Reasons to use Azure OpenAI

  • Your organisation already uses Azure and Azure AD
  • HIPAA, SOC2, FedRAMP compliance needed
  • Data must stay in a specific Azure region
  • Private endpoint / VNet isolation required
  • Existing Azure enterprise agreement pricing

Tradeoffs vs direct OpenAI API

  • New models arrive later (days to weeks lag after OpenAI release)
  • More complex provisioning (deployments per model per region)
  • Rate limits are per deployment, harder to scale quickly
  • Some newer API features not yet available on Azure

Multimodal API

GPT-4o, GPT-5, and o3/o4-mini accept images, audio, and files in the same API call:

{
  "messages": [{
    "role": "user",
    "content": [
      {"type": "text", "text": "What's in this image?"},
      {"type": "image_url", "image_url": {"url": "data:image/jpeg;base64,..."}}
    ]
  }]
}

PDFs can be sent via the Files API and referenced in calls.
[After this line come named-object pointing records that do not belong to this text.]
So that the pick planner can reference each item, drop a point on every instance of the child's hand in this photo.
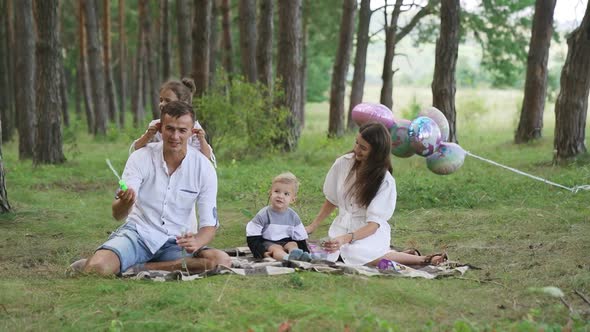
(188, 242)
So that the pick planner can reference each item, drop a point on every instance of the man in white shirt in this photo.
(164, 180)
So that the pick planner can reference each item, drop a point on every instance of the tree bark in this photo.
(571, 106)
(340, 70)
(201, 31)
(226, 37)
(165, 40)
(360, 60)
(386, 97)
(535, 87)
(106, 44)
(247, 17)
(96, 68)
(183, 15)
(25, 85)
(122, 65)
(83, 73)
(48, 147)
(447, 49)
(264, 43)
(289, 67)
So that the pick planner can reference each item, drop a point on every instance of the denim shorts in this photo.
(128, 245)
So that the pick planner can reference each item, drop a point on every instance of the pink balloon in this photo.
(366, 112)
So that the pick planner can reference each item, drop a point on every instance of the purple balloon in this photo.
(446, 159)
(400, 141)
(440, 119)
(424, 136)
(366, 112)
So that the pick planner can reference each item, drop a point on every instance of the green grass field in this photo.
(523, 234)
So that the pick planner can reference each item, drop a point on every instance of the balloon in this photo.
(446, 159)
(400, 141)
(365, 112)
(424, 136)
(440, 119)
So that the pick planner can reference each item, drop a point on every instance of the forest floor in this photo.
(523, 234)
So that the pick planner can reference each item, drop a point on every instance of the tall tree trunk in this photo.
(226, 37)
(63, 80)
(247, 17)
(386, 97)
(83, 73)
(6, 110)
(340, 70)
(165, 40)
(201, 31)
(185, 46)
(48, 147)
(264, 46)
(151, 78)
(360, 60)
(447, 48)
(535, 87)
(106, 44)
(289, 67)
(571, 106)
(4, 204)
(96, 68)
(122, 64)
(25, 85)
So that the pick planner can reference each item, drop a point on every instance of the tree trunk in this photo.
(151, 78)
(122, 65)
(106, 44)
(165, 40)
(360, 60)
(6, 108)
(247, 17)
(84, 67)
(289, 67)
(201, 31)
(4, 204)
(183, 15)
(213, 42)
(535, 87)
(447, 49)
(96, 68)
(48, 147)
(571, 106)
(226, 37)
(264, 46)
(390, 43)
(338, 89)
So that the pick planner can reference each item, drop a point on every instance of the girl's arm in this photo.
(325, 211)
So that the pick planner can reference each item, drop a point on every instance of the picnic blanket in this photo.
(243, 263)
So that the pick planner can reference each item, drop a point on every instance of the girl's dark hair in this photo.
(370, 174)
(183, 90)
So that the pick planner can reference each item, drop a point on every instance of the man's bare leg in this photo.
(103, 262)
(206, 260)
The Realtime API enables low-latency audio input/output for voice applications.

Batch API

For non-time-sensitive workloads (data labelling, offline analysis, bulk processing), the Batch API offers:

  • 50% cost reduction on all models
  • Results returned within 24 hours
  • No rate limit concerns
  • Submit up to 50,000 requests per batch file

Checklist: Do You Understand This?

  • What is the difference between Chat Completions API and the Responses API?
  • How does tool use (function calling) work at a high level?
  • What are the two rate limit dimensions you need to manage?
  • What is the key advantage of prompt caching and how do you maximise it?
  • Name three reasons to choose Azure OpenAI over direct OpenAI API access.
  • When should you use the Batch API?